The crash risk for drivers who always drove with their pets was double that of drivers who never drove with a pet, while crash rates for those who sometimes or rarely drove with pets were consistent with the rates for non-pet owners.
The study involved 2,000 community-dwelling (those who do not live in assisted living or nursing homes) licensed drivers age 70 and older, of whom 691 had pets. Study subjects took a survey on driving habits, and those with pets were asked about the frequency of driving with pets. Participants also underwent visual sensory and higher-order visual processing testing.
More than half the pet owners said they took their pet with them in the car at least occasionally, usually riding on the front passenger seat or in the back seat.

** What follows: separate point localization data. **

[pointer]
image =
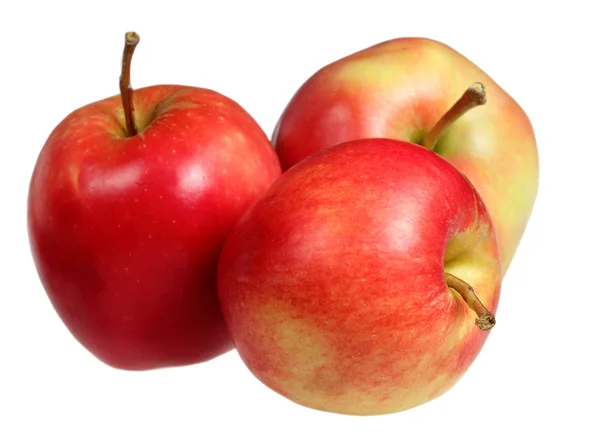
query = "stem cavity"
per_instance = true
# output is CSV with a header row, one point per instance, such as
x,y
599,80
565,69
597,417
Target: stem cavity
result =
x,y
473,97
131,41
485,319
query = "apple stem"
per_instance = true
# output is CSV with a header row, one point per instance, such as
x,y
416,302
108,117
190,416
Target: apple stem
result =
x,y
485,319
471,98
131,41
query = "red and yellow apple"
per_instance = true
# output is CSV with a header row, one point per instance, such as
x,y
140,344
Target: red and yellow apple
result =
x,y
401,89
364,281
130,202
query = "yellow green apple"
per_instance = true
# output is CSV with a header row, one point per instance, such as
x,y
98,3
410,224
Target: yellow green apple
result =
x,y
413,89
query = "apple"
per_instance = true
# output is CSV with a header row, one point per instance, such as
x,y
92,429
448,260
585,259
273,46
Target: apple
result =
x,y
129,204
364,281
410,89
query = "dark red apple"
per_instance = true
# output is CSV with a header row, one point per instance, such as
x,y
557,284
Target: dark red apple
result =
x,y
127,214
360,282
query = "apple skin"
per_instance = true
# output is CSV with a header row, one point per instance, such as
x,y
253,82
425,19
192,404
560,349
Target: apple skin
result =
x,y
126,231
332,284
399,89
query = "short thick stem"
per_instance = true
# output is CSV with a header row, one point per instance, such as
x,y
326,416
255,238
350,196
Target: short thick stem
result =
x,y
131,41
485,319
473,97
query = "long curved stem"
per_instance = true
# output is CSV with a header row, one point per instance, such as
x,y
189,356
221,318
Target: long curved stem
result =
x,y
485,319
131,41
473,97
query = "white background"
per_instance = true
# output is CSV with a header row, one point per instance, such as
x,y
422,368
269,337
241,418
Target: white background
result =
x,y
538,372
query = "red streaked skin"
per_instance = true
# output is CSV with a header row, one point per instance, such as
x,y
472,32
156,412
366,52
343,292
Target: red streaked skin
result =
x,y
399,89
126,231
333,287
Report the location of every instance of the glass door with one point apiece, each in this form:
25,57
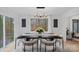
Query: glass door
9,30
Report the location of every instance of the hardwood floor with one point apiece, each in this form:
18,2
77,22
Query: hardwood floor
71,46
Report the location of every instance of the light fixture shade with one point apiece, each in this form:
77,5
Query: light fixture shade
40,7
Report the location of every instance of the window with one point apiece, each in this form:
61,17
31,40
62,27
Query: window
23,22
1,31
56,23
9,30
76,25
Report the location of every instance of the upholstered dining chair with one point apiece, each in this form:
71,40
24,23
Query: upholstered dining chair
29,43
49,43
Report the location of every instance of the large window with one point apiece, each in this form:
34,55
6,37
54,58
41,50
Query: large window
1,31
55,23
9,30
23,22
76,25
39,22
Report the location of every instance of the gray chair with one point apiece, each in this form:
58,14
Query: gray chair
29,43
49,43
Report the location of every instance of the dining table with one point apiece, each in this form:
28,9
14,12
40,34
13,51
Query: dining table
39,37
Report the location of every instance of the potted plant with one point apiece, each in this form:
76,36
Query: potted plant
39,30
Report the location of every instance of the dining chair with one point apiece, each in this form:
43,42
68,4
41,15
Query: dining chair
29,43
49,43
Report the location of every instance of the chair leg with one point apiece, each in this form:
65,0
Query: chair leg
32,48
37,45
40,45
24,48
45,47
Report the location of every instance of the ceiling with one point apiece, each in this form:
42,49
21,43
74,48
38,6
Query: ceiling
55,11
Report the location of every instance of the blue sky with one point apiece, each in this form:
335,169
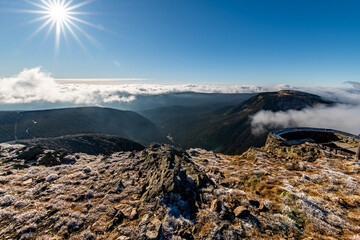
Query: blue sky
297,42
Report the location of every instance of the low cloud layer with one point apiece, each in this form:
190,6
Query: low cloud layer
36,89
34,85
340,117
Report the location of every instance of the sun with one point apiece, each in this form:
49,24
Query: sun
58,13
61,16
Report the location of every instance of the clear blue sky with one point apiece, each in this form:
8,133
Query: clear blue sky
261,42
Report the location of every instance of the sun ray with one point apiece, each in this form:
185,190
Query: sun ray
59,17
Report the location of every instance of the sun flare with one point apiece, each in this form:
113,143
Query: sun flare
58,13
61,16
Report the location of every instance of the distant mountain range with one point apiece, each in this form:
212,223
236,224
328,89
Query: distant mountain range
220,123
227,129
60,122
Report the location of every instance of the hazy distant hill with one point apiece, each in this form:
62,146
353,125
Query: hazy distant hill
60,122
228,129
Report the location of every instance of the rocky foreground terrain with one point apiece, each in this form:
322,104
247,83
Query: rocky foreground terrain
305,191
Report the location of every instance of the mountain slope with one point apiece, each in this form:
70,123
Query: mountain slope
302,191
228,129
60,122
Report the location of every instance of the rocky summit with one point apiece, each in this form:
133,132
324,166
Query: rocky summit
283,190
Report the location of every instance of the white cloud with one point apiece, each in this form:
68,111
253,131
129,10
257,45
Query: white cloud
34,85
340,117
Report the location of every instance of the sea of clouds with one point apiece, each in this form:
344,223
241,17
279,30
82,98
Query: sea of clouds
34,86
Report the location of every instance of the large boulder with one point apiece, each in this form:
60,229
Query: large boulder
173,179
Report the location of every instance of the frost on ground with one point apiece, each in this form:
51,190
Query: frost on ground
275,192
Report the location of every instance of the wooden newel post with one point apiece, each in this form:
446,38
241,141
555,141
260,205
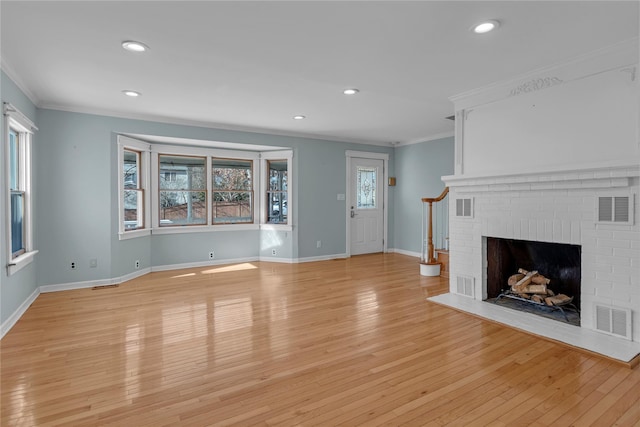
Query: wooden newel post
430,259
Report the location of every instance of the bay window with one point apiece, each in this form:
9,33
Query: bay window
183,197
232,191
18,136
175,188
133,185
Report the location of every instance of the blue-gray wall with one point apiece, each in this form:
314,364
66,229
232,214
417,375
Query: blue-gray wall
15,289
418,170
75,200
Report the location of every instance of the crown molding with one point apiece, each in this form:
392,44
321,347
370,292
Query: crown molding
208,125
15,77
433,137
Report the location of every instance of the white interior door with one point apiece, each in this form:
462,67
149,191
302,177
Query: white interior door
366,206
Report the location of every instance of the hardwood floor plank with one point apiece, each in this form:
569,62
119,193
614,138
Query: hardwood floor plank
345,342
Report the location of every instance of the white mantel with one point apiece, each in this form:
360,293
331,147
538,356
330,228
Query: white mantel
533,156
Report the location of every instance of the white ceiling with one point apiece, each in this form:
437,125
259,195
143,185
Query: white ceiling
254,65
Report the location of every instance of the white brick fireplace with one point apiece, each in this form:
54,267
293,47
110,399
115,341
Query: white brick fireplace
554,156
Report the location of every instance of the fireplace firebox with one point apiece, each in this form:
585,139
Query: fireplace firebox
561,263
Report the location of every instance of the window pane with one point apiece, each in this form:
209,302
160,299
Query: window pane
182,173
13,160
232,174
130,170
183,208
133,209
277,193
232,207
17,223
277,207
366,187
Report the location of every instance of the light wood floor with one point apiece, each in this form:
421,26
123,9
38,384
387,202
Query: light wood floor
345,342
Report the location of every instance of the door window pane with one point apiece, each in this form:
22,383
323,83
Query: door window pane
366,187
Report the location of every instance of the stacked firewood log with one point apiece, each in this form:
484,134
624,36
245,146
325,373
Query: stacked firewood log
533,286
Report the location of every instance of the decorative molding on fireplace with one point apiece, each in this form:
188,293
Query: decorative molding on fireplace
534,85
595,177
614,57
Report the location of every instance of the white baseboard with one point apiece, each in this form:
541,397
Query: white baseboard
408,253
202,264
320,258
92,283
13,319
279,260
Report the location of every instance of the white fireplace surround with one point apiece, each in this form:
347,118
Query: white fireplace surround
536,157
556,207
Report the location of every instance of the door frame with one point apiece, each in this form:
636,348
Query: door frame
385,194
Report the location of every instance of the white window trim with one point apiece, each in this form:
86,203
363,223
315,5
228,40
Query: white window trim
143,174
265,156
14,119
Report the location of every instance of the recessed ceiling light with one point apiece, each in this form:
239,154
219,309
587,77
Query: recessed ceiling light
134,46
486,26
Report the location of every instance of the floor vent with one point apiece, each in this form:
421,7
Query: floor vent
104,287
465,285
613,321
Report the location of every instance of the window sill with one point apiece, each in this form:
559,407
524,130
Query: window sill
205,228
276,227
125,235
20,262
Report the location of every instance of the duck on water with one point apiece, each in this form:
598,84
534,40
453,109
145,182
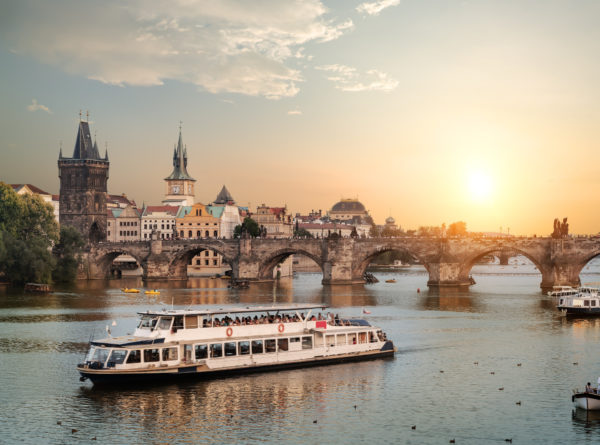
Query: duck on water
213,343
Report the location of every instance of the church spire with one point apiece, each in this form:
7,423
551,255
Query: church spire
180,161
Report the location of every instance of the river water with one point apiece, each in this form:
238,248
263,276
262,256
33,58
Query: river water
477,338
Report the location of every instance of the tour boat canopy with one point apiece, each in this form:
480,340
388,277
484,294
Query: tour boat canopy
236,310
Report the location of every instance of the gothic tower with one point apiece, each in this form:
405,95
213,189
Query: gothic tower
83,179
180,185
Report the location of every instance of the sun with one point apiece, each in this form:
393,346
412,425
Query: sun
480,186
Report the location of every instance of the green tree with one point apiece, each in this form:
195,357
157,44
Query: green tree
67,253
249,225
27,232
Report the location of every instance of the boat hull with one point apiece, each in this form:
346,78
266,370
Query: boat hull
587,401
103,376
580,312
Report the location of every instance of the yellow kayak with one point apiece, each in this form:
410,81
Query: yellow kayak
130,291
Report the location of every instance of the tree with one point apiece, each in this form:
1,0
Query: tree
249,226
27,232
458,228
67,253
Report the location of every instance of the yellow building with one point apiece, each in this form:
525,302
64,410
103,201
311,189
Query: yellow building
197,222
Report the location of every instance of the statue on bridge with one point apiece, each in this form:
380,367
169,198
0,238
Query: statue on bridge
561,230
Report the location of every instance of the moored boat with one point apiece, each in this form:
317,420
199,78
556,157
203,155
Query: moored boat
128,290
586,400
175,344
585,303
562,291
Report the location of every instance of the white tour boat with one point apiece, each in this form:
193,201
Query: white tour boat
171,344
586,400
585,302
562,291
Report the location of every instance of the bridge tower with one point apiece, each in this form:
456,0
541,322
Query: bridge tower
83,182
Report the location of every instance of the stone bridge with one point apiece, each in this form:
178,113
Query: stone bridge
448,261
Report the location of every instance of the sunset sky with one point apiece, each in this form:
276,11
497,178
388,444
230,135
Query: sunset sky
432,111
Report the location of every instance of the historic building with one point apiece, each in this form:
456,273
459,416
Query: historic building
83,181
158,219
180,185
123,224
274,221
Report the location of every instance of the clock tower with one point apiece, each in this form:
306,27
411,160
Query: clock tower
180,185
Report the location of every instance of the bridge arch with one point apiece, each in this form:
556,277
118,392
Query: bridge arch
265,270
359,268
104,260
470,261
181,259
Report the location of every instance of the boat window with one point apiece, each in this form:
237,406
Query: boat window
135,356
270,345
178,322
216,350
151,355
201,351
191,321
117,356
244,347
165,322
282,344
100,355
230,349
257,347
148,322
169,354
330,340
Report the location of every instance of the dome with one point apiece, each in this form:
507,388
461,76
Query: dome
348,205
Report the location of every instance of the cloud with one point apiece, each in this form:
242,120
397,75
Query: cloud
231,46
349,79
374,8
36,107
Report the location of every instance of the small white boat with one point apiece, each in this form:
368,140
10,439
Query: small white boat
584,303
586,400
562,291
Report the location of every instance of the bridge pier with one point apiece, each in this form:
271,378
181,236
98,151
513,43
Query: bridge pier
446,275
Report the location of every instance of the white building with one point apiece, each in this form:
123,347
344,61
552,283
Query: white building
159,218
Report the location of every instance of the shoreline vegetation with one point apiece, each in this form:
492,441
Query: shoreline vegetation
32,247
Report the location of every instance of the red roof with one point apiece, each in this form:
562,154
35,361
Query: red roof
172,210
33,188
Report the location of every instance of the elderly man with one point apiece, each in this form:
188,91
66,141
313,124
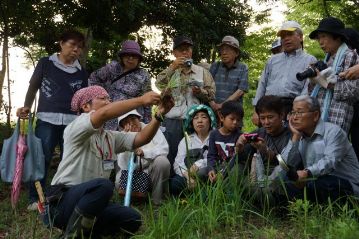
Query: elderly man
190,84
338,98
325,159
279,75
80,189
229,74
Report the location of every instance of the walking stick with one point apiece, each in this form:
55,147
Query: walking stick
130,169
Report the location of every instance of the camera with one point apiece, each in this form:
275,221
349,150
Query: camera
188,62
251,137
311,72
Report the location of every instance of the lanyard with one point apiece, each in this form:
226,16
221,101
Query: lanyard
109,147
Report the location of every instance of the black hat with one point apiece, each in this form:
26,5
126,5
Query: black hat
329,25
177,41
352,37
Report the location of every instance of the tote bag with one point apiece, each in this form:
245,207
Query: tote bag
34,162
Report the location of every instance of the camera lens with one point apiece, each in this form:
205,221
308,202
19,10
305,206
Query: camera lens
310,72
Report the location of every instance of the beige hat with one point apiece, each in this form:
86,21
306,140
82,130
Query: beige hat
132,112
289,26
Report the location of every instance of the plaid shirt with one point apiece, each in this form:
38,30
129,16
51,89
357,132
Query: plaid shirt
127,87
346,93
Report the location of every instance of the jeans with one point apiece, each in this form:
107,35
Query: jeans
320,189
51,135
93,199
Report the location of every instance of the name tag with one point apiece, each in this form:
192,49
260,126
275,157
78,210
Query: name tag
108,164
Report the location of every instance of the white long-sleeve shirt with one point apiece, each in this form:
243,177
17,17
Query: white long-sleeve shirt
193,143
156,147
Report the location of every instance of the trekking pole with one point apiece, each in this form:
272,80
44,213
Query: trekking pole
130,168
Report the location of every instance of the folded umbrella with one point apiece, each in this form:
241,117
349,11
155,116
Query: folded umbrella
21,149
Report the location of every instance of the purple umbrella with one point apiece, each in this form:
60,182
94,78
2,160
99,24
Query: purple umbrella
21,149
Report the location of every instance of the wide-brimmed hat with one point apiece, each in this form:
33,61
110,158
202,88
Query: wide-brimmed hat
130,47
329,25
192,112
180,40
289,26
230,41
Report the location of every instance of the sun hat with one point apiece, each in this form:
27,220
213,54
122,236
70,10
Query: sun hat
132,112
85,95
329,25
230,41
130,47
180,40
289,26
192,112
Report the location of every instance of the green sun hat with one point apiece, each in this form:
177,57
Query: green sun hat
191,113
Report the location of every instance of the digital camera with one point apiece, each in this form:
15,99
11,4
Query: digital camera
311,72
251,137
188,62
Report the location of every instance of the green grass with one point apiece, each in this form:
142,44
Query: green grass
223,210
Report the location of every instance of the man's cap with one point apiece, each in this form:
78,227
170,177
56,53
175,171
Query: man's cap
230,41
180,40
330,25
289,26
132,112
276,43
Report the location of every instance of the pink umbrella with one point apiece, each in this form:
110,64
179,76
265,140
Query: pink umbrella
21,149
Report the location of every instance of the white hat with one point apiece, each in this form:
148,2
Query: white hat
231,41
289,26
132,112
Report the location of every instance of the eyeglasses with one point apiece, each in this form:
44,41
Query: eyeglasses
299,113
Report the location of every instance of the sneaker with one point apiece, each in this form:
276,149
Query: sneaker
32,206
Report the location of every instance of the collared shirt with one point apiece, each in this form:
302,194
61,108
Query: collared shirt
54,117
346,93
229,80
131,85
85,150
195,142
186,98
327,151
278,77
72,68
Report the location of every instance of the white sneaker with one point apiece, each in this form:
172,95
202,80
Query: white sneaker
32,206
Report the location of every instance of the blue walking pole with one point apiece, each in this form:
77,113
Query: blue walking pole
130,168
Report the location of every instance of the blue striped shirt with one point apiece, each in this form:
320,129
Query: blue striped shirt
229,80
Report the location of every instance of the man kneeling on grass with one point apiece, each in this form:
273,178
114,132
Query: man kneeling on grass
84,207
322,154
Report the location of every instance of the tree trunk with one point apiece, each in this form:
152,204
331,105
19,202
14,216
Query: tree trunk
8,113
4,66
88,40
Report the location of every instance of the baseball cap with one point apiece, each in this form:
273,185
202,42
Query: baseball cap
177,41
230,41
289,26
132,112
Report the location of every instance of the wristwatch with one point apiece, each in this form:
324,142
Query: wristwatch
159,117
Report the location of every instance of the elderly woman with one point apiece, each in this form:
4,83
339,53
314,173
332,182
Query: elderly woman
57,78
124,79
336,99
191,159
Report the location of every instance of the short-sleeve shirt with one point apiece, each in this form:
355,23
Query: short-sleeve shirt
85,150
229,80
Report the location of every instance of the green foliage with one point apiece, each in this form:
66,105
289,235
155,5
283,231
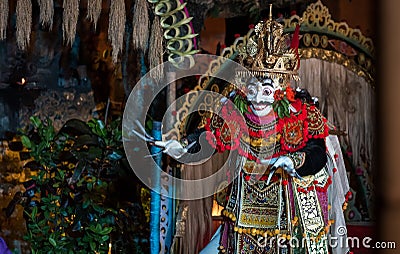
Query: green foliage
76,207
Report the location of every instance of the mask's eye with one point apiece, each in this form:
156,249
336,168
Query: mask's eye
267,91
251,90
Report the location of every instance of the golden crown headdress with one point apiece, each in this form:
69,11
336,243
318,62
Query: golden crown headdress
267,52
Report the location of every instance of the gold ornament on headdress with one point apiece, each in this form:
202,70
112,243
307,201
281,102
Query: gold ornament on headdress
268,53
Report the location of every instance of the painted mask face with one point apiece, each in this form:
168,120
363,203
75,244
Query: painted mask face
260,94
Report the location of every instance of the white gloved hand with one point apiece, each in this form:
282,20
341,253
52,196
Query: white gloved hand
173,148
282,162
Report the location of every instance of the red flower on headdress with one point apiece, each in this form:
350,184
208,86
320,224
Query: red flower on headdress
279,95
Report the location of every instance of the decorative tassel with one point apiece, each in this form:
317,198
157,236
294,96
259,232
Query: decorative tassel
24,22
156,52
295,44
116,27
3,18
46,13
94,11
140,25
70,20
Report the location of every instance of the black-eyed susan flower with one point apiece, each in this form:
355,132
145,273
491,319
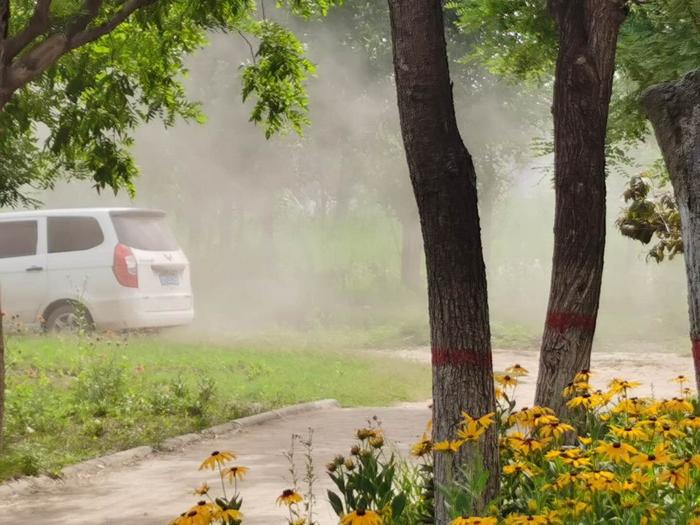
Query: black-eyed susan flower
474,520
659,456
519,467
229,514
217,459
633,433
422,447
447,445
555,429
617,385
202,489
617,452
362,517
289,497
233,473
517,370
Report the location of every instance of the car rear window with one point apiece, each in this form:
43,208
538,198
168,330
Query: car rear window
73,234
18,239
144,231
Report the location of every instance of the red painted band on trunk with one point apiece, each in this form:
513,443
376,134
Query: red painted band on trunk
696,353
562,321
462,357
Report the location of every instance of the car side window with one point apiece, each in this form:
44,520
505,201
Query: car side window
18,238
73,234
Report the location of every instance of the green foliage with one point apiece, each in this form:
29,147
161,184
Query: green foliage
78,118
277,78
367,479
651,213
517,39
73,399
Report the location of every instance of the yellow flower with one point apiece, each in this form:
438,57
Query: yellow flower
631,433
229,514
506,380
669,431
362,517
517,370
659,456
289,497
617,452
621,385
677,404
235,473
678,477
202,489
447,446
473,520
525,445
518,467
555,429
217,458
524,519
422,447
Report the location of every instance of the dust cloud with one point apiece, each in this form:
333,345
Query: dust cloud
308,233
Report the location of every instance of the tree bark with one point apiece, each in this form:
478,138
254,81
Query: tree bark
444,184
674,110
588,31
411,252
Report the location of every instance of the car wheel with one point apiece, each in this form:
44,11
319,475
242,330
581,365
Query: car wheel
69,318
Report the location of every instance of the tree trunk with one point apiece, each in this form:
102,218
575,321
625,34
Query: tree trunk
2,380
674,111
444,184
411,252
585,66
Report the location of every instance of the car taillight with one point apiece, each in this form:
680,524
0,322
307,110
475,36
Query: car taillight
124,268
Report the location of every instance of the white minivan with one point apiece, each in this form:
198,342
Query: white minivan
114,268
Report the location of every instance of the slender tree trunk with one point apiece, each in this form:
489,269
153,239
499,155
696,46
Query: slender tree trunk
444,184
411,252
585,66
674,111
2,379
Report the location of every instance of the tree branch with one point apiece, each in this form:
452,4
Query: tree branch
120,16
33,63
37,25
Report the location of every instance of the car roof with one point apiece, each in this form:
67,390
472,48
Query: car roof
74,211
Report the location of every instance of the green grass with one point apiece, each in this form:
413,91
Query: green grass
73,399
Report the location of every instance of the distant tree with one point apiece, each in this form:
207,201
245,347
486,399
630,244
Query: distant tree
444,184
78,76
574,43
674,111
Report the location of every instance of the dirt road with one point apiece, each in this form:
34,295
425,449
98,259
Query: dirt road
160,487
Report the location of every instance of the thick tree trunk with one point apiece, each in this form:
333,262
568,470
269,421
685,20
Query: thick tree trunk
588,32
411,252
674,111
444,185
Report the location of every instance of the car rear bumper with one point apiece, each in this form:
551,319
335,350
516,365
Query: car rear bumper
143,312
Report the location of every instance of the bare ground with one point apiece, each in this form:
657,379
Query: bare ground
159,487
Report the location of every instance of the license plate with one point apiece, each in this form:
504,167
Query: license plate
169,279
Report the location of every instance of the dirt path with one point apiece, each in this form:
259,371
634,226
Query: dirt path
159,487
653,369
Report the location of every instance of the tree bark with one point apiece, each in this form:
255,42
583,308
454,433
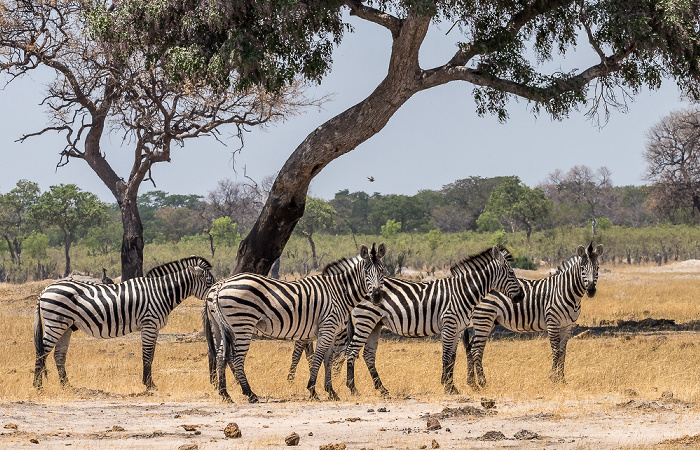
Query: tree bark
340,135
132,241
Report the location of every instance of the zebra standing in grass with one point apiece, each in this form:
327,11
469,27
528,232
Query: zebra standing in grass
248,304
552,304
418,309
113,310
307,348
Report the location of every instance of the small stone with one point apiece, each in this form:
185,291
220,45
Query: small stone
492,436
433,424
340,446
292,440
488,403
630,393
232,431
525,435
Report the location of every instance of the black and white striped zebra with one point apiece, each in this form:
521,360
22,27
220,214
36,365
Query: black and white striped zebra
307,347
248,304
552,304
113,310
418,309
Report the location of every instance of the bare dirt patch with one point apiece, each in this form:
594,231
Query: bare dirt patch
120,422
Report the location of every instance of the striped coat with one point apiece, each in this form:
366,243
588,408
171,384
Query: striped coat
443,306
113,310
552,304
316,306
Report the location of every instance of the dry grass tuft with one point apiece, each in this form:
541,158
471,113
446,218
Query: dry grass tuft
648,364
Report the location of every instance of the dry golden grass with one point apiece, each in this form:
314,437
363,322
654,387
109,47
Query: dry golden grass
517,370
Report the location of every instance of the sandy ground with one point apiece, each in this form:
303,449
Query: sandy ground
609,422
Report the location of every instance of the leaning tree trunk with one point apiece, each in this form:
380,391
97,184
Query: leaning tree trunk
132,241
340,135
67,239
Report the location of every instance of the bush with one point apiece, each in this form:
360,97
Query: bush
523,262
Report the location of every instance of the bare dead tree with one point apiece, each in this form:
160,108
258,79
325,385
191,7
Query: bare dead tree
92,92
673,161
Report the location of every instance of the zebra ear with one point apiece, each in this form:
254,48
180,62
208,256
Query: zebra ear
196,270
497,255
381,251
364,252
581,251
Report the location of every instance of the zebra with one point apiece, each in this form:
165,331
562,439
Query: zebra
113,310
307,347
552,304
247,304
418,309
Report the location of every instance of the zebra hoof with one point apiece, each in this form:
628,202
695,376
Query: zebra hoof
332,395
451,390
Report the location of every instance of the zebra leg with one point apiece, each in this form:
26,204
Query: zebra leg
149,336
471,371
299,348
564,335
555,342
369,354
449,339
328,372
240,349
326,337
59,355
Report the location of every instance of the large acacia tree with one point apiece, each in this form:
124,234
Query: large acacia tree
634,43
94,91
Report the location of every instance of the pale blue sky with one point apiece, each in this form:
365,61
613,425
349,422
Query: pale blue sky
431,141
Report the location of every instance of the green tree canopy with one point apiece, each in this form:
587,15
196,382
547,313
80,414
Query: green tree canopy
319,215
68,208
519,204
14,208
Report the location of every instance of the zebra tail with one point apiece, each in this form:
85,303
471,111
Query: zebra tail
466,340
39,334
208,334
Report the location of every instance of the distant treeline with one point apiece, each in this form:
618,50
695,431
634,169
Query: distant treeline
428,231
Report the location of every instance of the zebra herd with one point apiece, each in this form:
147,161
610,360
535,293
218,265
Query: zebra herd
344,308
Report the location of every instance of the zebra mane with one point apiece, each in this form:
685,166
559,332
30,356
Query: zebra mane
464,265
340,266
567,264
176,266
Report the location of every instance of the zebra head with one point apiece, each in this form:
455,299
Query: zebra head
203,278
373,270
589,266
505,280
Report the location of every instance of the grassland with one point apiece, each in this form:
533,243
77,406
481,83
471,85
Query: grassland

“That is consistent with previous studies looking at all drivers, which indicate that slightly more than half of all drivers take a pet with them at times,” said McGwin. “And it’s interesting to note that earlier surveys indicate that 83 percent of those surveyed agreed that an unrestrained dog was likely dangerous in a moving vehicle, yet only 16 percent have ever used any type of restraint on their own pet.”
I’d really like to see a study comparing accident rates with properly restrained pets and those without. I support the use of safety harnesses for dogs who are traveling in cars and am consistently amazed at the number of people who allow their dog in the car without restraint.
The research team has published its research in the journal Accident Analysis and Prevention.